Tinha a colheita do arroz, do feijão e do milho.
Cobra no arrozal. Dor nas costas na colheita do feijão.
Na debulha do milho, um ermo de gente.
Muita cachaça, tutu, arroz e macarrão.
Ajuntar toda colheita no carro de boi.
A vida era simples. Levantar cedo e tirar leite.
Desjejum com café preto e omelete de jiló e cebola.

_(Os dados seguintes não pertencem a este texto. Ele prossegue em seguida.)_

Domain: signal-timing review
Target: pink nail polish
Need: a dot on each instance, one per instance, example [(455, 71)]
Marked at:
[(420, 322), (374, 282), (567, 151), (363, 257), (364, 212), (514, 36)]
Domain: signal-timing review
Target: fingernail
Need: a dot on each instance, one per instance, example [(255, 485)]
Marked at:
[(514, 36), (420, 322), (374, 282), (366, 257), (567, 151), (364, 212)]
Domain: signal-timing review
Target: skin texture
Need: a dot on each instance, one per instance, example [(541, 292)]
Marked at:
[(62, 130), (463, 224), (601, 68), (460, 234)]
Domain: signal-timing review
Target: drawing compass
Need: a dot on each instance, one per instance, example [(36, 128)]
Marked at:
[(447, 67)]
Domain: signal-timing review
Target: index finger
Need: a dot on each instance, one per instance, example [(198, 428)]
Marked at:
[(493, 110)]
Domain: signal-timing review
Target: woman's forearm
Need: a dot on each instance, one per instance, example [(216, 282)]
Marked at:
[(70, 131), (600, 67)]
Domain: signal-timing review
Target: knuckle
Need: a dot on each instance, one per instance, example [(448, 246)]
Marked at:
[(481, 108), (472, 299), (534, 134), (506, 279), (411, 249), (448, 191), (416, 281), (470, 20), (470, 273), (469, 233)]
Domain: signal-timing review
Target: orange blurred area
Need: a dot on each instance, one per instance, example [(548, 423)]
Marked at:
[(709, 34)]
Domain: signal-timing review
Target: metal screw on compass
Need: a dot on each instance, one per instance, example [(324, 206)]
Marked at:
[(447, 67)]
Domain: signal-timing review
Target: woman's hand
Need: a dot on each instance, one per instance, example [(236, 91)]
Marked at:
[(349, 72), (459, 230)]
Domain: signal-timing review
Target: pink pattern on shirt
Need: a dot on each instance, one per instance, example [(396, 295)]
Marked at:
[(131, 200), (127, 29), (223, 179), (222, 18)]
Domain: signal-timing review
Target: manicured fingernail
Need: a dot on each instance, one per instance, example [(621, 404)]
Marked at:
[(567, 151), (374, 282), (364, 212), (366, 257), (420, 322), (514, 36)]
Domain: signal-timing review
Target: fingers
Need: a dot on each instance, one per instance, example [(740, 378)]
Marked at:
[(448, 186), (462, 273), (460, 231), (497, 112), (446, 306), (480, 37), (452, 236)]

Biscoitos, queijo, requeijão ou bolos.
Às vezes, a mãe fritava uma mentira.
Comida simples e rápida: polvilho, água e sal.
Alegria da meninada!
Depois, arrear o baio e ir pra escola.
Capanga a tiracolo com cadernos e livros rotos.
Maria Preguinho foi a primeira professora.

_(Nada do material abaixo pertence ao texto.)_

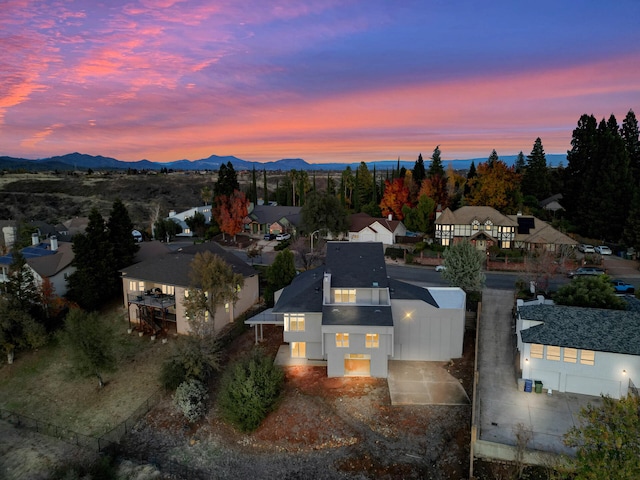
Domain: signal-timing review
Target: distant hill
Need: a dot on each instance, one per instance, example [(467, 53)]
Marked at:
[(80, 161)]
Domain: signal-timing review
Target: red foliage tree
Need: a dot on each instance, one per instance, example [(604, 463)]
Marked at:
[(396, 196)]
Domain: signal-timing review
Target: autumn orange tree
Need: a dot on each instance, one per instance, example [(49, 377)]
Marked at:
[(230, 211), (496, 185), (396, 196)]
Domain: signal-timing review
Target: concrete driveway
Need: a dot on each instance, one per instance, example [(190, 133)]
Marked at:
[(424, 383)]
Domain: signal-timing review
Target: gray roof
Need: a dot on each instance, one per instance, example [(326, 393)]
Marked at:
[(173, 268), (373, 315), (356, 264), (615, 331), (406, 291), (303, 295)]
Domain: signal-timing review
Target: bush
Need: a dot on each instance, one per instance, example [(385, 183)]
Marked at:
[(250, 389), (190, 398)]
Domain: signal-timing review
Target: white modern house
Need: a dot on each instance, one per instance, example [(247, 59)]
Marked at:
[(350, 314), (579, 350)]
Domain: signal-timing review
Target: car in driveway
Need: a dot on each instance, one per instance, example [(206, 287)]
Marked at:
[(603, 250), (586, 271), (623, 287), (586, 248)]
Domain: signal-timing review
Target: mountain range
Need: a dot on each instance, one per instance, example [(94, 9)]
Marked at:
[(80, 161)]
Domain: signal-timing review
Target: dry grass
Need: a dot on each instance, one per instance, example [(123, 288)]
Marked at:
[(40, 384)]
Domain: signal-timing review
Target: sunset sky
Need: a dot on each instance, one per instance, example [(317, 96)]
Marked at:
[(326, 81)]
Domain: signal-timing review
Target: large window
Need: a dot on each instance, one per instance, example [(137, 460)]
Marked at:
[(345, 295), (587, 357), (570, 355), (342, 340), (536, 350), (372, 340), (294, 322), (553, 353), (298, 349)]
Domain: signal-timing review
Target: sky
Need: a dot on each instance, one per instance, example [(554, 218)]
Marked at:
[(323, 80)]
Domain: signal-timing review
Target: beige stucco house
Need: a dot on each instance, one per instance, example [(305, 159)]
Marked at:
[(154, 290), (350, 314)]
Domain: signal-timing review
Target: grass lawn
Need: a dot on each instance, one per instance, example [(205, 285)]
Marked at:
[(41, 384)]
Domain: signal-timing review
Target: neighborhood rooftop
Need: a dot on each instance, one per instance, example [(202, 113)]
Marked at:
[(615, 331)]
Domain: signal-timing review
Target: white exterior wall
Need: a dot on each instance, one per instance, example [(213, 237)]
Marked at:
[(312, 336), (357, 334), (424, 332), (609, 375)]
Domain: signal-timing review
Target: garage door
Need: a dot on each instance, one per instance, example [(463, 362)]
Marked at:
[(357, 365), (593, 386)]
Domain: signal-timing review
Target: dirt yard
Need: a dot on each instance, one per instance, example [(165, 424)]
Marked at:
[(324, 428)]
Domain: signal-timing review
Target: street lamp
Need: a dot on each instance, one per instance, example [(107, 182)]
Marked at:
[(312, 234)]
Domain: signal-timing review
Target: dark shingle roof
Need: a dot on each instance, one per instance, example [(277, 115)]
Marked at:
[(356, 265), (304, 295), (615, 331), (374, 315), (173, 268), (406, 291)]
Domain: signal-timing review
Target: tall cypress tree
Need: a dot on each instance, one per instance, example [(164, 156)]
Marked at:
[(535, 180)]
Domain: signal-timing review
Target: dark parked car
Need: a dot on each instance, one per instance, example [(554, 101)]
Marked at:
[(623, 287), (586, 271)]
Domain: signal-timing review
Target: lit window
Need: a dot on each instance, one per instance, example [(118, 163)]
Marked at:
[(345, 295), (342, 340), (570, 355), (536, 350), (298, 349), (587, 357), (294, 322), (372, 340), (553, 353)]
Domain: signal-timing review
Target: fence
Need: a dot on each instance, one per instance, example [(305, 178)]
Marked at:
[(99, 443)]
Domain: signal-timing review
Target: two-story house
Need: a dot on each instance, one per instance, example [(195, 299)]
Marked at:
[(154, 290), (350, 314)]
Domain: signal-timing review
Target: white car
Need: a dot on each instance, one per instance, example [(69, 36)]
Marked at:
[(584, 248)]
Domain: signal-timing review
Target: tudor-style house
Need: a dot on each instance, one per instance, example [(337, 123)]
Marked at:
[(589, 351), (353, 316), (154, 290)]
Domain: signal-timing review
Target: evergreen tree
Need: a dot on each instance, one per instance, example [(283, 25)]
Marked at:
[(520, 164), (535, 180), (630, 135), (119, 226), (418, 171), (92, 283)]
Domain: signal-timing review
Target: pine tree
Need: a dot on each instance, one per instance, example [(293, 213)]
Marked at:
[(535, 180)]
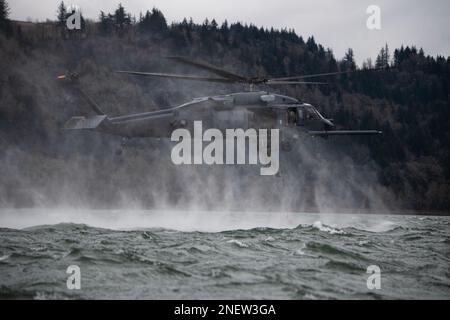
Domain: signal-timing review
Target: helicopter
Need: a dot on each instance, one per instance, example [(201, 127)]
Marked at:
[(244, 110)]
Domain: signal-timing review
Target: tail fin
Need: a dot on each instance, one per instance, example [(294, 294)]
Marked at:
[(73, 77)]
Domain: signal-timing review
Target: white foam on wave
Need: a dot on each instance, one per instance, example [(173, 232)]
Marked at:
[(194, 220)]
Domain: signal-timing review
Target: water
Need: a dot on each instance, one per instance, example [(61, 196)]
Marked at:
[(222, 255)]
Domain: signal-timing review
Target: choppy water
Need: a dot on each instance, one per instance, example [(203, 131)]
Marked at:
[(212, 255)]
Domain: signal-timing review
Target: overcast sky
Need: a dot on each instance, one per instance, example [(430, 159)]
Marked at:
[(335, 24)]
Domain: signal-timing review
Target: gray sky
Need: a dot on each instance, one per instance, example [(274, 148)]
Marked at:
[(338, 24)]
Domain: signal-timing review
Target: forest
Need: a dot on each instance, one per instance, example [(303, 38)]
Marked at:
[(407, 97)]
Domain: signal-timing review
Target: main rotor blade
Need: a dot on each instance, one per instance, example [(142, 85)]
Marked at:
[(272, 83), (324, 74), (177, 76), (211, 68)]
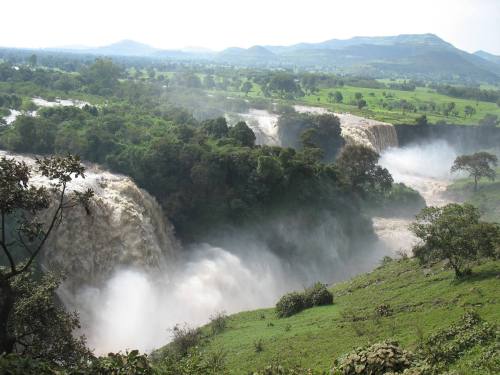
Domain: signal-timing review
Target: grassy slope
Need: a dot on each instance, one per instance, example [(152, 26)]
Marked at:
[(315, 337), (486, 198)]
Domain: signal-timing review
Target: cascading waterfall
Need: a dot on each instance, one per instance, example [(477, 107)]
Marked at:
[(126, 228), (263, 124)]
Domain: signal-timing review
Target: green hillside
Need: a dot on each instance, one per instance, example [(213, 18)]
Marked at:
[(422, 301)]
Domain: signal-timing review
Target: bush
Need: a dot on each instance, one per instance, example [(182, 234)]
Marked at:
[(277, 369), (184, 338), (383, 310), (293, 303), (218, 322), (290, 304), (318, 295), (380, 358)]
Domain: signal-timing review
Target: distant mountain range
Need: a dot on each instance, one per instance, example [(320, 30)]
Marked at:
[(412, 56)]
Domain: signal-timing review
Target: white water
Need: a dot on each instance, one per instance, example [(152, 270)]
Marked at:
[(264, 125), (359, 130), (424, 168), (130, 280)]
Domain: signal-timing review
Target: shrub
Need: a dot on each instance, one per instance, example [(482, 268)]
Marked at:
[(290, 304), (295, 302), (380, 358), (317, 295), (258, 345), (184, 338), (383, 310), (277, 369), (218, 322)]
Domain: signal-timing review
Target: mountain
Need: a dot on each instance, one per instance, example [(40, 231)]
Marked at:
[(252, 55), (419, 56), (122, 48), (488, 56), (408, 55), (125, 48)]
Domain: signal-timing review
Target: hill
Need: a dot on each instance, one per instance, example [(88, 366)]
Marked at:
[(421, 301), (417, 56), (488, 56)]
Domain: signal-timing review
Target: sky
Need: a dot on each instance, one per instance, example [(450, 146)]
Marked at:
[(217, 24)]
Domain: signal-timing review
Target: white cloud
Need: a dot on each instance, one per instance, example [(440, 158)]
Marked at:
[(217, 24)]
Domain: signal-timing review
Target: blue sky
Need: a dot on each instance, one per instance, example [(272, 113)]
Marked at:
[(217, 24)]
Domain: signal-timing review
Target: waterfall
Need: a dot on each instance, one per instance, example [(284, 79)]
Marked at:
[(263, 124), (126, 228), (359, 130)]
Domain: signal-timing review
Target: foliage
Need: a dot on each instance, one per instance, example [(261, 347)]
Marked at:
[(184, 338), (358, 164), (193, 363), (25, 228), (41, 326), (277, 369), (445, 346), (294, 302), (290, 304), (455, 233), (380, 358), (317, 295), (478, 165), (218, 322)]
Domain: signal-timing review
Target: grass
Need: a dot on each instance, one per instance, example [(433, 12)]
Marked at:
[(422, 302), (419, 96), (486, 198)]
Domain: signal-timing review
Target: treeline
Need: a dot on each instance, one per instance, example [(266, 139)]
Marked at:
[(203, 173), (473, 93)]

Neguinha brava e boa de palmatória.
De certa feita, deu na cara do Wilson Fonseca.
Voltar pra casa e trabalhar. Capinar quintal e roça.
Atrelar cavalos e carpideirar.
Limpar pastos e fazer cerca.
Cortar e rachar lenha. Dar milho às galinhas.
Recolher ovos. Virar os queijos.
Limpar chiqueiro, tratar dos porcos.
Separar sabugos pra fornalha.
Ainda tínhamos tempo para caçar.
Estilingue de forquilha de jabuticaba.
E câmara-de-ar de bicicleta. Era o melhor.
Bodoque com barbante encerado.
Este era criminoso. Não havia unha que bastasse.
Espingarda Laporte com espoleta, de encher pela boca,
pra pegar juriti nas grimpas e inhambu e codorna voando.
Arapuca e visgo de leiteira e de gameleira.
Cavalo de pau e carrinho de lobeira.
Boiada de sabugo, tudo "pareiada",
branco com branco e vermelho com vermelho.
Se chovesse, corria pra casa.
Muito corisco e muito relâmpago.
Depois da chuva, correr para achar olho-d’água.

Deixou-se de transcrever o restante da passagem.